Powering up: Abusing Power Apps to compromise on-prem servers

Microsoft’s Power Platform services offer a low-code/no-code (LCNC) platform that includes data analytics (Power BI), website development (Power Pages), virtual assistants (Power Virtual Agent) and a sort of “full application” development (Power Apps). These platforms can give less technical business users the ability to create solutions that would traditionally require a more technical developer with programming experience.

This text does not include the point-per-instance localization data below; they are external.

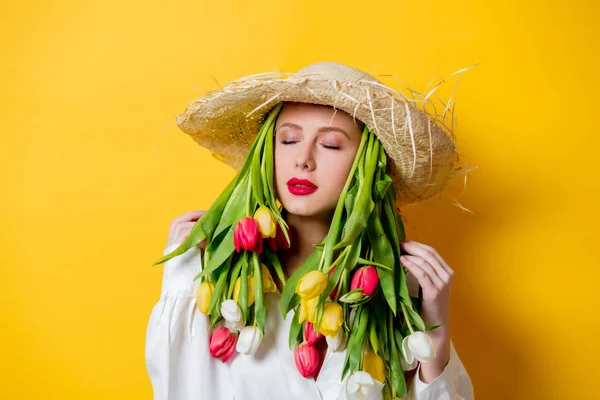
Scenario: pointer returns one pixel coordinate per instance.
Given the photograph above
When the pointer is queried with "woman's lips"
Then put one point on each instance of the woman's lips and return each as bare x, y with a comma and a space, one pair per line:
301, 187
301, 190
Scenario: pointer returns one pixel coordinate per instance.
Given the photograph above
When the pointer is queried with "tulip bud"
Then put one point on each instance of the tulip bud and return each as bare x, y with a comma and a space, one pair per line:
333, 317
373, 364
311, 285
232, 314
247, 236
268, 283
307, 359
361, 385
310, 335
365, 278
418, 346
249, 340
308, 310
204, 295
237, 286
222, 344
338, 342
266, 222
279, 242
334, 291
352, 297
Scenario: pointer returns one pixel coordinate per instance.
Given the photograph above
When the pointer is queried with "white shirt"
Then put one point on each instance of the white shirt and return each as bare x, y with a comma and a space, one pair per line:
180, 366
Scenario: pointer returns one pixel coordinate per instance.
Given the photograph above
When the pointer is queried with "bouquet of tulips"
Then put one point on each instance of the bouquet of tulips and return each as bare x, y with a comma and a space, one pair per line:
350, 291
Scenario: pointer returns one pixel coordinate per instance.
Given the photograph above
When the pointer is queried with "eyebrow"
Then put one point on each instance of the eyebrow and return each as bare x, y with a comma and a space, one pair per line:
321, 129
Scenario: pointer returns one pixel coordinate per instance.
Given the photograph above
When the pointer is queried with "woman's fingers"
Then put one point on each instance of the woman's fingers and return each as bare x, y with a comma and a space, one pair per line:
422, 267
431, 256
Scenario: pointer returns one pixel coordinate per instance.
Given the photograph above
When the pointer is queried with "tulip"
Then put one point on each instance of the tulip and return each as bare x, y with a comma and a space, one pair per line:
266, 222
365, 278
310, 335
338, 342
233, 315
268, 283
203, 295
308, 310
333, 317
222, 344
311, 285
279, 242
373, 364
236, 290
307, 359
418, 346
249, 340
246, 235
334, 291
361, 385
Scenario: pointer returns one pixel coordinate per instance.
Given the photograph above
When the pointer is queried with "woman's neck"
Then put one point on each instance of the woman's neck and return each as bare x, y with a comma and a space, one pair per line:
305, 232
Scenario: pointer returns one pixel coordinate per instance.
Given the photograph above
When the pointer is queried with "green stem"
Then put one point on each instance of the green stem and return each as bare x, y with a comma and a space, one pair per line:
406, 318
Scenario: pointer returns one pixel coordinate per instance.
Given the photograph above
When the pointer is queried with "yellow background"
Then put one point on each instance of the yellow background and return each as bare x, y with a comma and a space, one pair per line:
89, 190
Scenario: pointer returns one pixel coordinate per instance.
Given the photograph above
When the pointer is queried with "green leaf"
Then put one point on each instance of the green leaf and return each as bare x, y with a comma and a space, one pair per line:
219, 287
225, 249
373, 335
382, 255
259, 304
397, 373
243, 295
295, 329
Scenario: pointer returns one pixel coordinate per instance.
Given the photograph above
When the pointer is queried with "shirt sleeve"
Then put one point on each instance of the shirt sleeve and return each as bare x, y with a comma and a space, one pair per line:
453, 383
178, 361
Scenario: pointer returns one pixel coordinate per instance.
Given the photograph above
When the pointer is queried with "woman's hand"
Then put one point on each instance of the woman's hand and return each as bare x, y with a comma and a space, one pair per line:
182, 226
435, 277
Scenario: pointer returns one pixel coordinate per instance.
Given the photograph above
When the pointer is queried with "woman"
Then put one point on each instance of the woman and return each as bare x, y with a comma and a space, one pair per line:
315, 147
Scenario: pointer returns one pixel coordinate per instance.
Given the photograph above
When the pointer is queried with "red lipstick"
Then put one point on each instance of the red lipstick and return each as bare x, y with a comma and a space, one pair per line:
301, 187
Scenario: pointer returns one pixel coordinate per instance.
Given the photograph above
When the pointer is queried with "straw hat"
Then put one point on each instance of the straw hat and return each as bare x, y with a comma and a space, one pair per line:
421, 151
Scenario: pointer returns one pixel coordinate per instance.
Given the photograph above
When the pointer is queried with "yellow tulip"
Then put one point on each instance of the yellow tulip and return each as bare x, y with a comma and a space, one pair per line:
311, 285
204, 293
308, 310
373, 364
266, 222
236, 290
268, 283
333, 317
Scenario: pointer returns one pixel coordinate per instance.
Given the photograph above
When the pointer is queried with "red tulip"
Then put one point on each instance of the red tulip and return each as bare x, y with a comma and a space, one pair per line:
306, 357
310, 335
247, 236
222, 343
279, 241
365, 278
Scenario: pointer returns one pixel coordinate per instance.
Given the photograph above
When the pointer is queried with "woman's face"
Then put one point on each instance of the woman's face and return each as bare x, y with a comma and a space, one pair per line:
318, 144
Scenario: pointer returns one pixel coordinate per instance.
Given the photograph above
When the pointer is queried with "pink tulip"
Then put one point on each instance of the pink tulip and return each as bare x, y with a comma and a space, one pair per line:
310, 335
247, 236
222, 344
365, 278
279, 241
334, 291
307, 358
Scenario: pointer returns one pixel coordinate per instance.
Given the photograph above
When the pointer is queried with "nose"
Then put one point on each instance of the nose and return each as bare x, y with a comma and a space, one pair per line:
304, 158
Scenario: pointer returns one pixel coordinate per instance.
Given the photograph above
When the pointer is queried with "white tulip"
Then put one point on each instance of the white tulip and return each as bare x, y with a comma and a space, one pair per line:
338, 343
233, 315
249, 340
418, 346
361, 386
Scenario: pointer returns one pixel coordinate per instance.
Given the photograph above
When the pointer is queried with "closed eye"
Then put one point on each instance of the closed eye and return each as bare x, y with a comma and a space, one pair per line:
327, 147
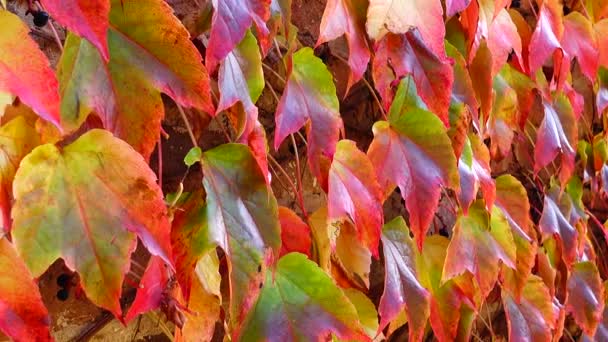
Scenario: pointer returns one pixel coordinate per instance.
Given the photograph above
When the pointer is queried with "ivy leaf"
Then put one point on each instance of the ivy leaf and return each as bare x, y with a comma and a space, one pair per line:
398, 17
452, 306
190, 238
354, 193
34, 82
24, 317
241, 79
556, 221
347, 17
150, 51
401, 286
230, 22
87, 18
310, 96
474, 170
414, 152
151, 288
512, 201
243, 220
579, 41
532, 317
204, 312
557, 134
454, 6
295, 234
300, 303
585, 296
478, 244
432, 72
83, 203
17, 138
548, 34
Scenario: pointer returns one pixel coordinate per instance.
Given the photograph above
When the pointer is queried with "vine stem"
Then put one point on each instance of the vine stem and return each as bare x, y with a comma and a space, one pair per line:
187, 123
55, 34
297, 194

While LCNC platforms can be a powerful tool for business users, the developers of the platform must take care that security is baked in at every step. Business users without formal programming experience may not have the same level of security awareness as a modern software developer. This can increase the likelihood of user misconfigurations being introduced into these LCNC platforms.

In this blog post, we’re going to look at how, in 2022, X-Force Red’s Adversary Simulation team combined an at-the-time common user misconfiguration with a still-present security bypass issue in Microsoft’s Power Apps platform. This enabled X-Force Red to breach a hardened external perimeter and gain code execution to an on-premises SQL server, which ultimately resulted in full Active Directory compromise.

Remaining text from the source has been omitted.